The load of balls that both Romney and Ryan have been pushing out there for this whole election season is simply not intellectually serious. Most of their platform isn’t even a real platform, it’s a fourth-rate parlor trick designed to paper over the real agenda – cutting taxes even more for super-rich dickheads like Mitt Romney, and getting everyone else to pay the bill.

That is how the Left thinks.  I believe it has something to do with Alinsky:

5. Ridicule is man’s most potent weapon.

[snip]

13. Pick the target, freeze it, personalize it, and polarize it.

What Taibbi really forgets is that there are four parties involved in the debate process: the two candidates, the moderator, and the American people.
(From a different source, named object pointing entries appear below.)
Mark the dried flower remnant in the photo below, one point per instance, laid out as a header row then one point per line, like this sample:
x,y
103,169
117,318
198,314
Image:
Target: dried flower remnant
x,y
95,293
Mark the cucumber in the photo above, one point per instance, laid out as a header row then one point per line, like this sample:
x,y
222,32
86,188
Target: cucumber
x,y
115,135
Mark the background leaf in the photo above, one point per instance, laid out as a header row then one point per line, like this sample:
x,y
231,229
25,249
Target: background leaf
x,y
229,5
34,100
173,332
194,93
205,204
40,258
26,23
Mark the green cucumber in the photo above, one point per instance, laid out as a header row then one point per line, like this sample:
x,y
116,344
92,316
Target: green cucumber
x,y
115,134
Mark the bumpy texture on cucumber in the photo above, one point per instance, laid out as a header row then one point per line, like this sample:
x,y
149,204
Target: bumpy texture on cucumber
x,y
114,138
As to these last, Biden’s behavior was a gross insult. Tabibi and Biden are so locked into their Alinsky-esque world view, that they forget that they Biden was engaging in a stately ritual of democracy. As to that, I think Michael Medved has the best counter to Tabibi’s crude savagery:

In the last 40 years of presidential politics, Democrats have often derided their Republican rivals as jokers and buffoons. But they have never before laughed in their faces on national TV. In that sense, Joe Biden made history with his weird, wired performance in the vice-presidential debate—but he did so in a way that could easily damage the Obama campaign.
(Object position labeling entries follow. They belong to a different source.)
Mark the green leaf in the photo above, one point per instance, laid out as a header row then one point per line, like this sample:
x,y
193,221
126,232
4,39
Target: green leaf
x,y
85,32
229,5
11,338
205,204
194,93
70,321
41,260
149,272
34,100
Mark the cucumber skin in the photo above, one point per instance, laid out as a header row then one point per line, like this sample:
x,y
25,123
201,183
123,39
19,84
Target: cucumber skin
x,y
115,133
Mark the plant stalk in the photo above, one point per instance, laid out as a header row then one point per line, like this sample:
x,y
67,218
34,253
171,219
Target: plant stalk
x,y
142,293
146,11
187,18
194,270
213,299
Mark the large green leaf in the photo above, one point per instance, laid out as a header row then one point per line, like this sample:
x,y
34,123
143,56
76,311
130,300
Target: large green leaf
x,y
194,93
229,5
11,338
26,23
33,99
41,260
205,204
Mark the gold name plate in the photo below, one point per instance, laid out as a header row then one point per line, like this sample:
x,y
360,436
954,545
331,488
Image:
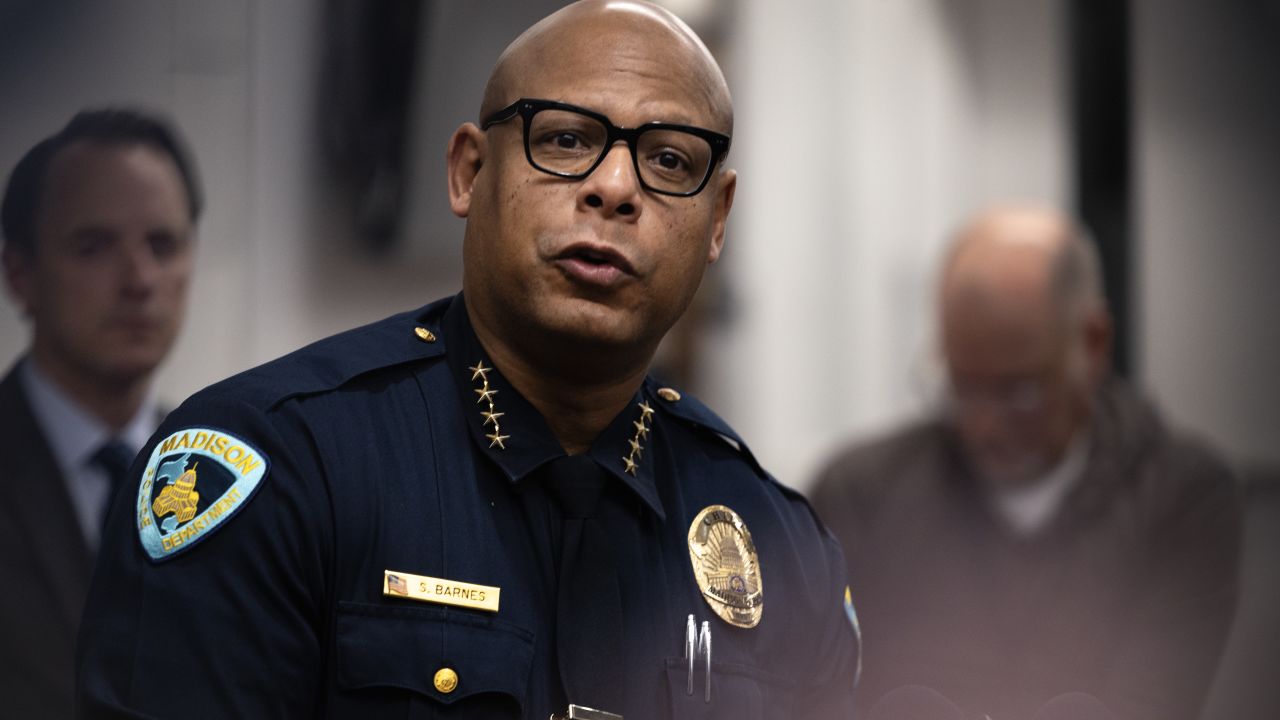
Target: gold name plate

[Medved gives examples of the Ford/Carter debates and the Bentsen/Quayle debates, where the pre-debate rhetoric from the Left was crude and demeaning, but the debate itself was dignified]

Finally, Sarah Palin’s moose-hunting exploits, chirpy delivery, disinterest in daily newspapers and powerful, puzzling Christian mama sexiness offered the ripest possible target to the comedy-industrial complex, yet when she faced Joe Biden in their widely-watched debate he behaved like a perfect gentleman. He smiled indulgently, even affectionately at times, but wisely avoided giving any discernible indication that he considered the first female GOP nominee anything less than a worthy opponent.

Why, then, did he decide to snicker, chuckle, grin, smirk and shake his head at the one GOP nominee for national office in the last 50 years that even partisan Democrats acknowledge as a serious, substantive, and formidable guy?

[snip]

The oddest aspect of his patronizing performance involved the complete disconnect between his derisive laughter and anything that Paul Ryan actually said. Where, exactly, did the GOP nominee make some point so ridiculous, or express himself so clumsily, that the only appropriate response would be the uncontrollable urge to titter or chortle?

Biden was the slob at the state dinner, the guy who messes up a young woman’s wedding, the person who spills the water at the baptism.  He took a solemn, meaningful occasion (perhaps not always substantive, but still in important part of America’s ritual) and despoiled it.